🤖 AI Summary
Hydrological connectivity mechanisms at the watershed scale remain poorly understood and difficult to interpret mechanistically.
Method: We propose a novel analytical framework integrating physics-based hydrological modeling with eXplainable Artificial Intelligence (XAI). A high-fidelity soil moisture dataset, generated by a process-based hydrological model, trains an LSTM network; pointwise XAI techniques—such as SHAP or Gradient-weighted Class Activation Mapping—are then applied to disentangle input–output relationships, and local attributions are spatially aggregated to the sub-watershed scale.

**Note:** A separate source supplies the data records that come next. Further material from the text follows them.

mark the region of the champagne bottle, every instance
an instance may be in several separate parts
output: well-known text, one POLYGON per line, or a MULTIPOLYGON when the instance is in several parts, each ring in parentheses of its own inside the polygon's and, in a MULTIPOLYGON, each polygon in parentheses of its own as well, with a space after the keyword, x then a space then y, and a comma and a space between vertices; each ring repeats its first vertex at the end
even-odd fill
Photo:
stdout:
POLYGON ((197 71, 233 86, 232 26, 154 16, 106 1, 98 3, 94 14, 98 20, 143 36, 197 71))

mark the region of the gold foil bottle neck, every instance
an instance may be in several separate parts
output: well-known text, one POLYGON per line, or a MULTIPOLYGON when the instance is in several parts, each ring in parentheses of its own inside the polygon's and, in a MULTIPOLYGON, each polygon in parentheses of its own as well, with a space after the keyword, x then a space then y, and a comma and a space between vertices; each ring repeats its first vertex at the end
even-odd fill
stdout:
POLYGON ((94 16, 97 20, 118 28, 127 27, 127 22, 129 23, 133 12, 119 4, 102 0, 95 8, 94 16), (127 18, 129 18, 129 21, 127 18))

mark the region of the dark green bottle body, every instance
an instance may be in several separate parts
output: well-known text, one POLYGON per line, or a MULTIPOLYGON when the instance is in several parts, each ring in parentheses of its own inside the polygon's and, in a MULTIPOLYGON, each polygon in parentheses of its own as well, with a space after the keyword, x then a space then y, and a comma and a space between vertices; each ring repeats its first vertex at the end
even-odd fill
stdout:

Contribution/Results: This study pioneers XAI-driven hydrological functional zoning and quantitative characterization of connectivity development. It identifies functionally heterogeneous units—including source areas, transport zones, and response zones—and reveals the spatial pattern of hydrological connectivity and its regulatory role in runoff dynamics through aggregated attribution maps. The framework establishes a new, interpretable, verifiable, and generalizable paradigm for data-driven hydrological attribution.
📝 Abstract
Explainable artificial intelligence (XAI) methods have been applied to interpret deep learning model results. However, applications that integrate XAI with established hydrologic knowledge for process understanding remain limited. Here we present a framework that apply XAI method at point-scale to provide granular interpretation and enable cross-scale aggregation of hydrologic responses. Hydrologic connectivity is used as a demonstration of the value of this approach. Soil moisture and its movement generated by physically based hydrologic model were used to train a long short-term memory (LSTM) network, whose impacts of inputs were evaluated by XAI methods. Our results suggest that XAI-based classification can effectively identify the differences in the functional roles of various sub-regions at watershed scale. The aggregated XAI results provide an explicit and quantitative indicator of hydrologic connectivity development, offering insights to streamflow variation. This framework could be used to facilitate aggregation of other hydrologic responses to advance process understandings.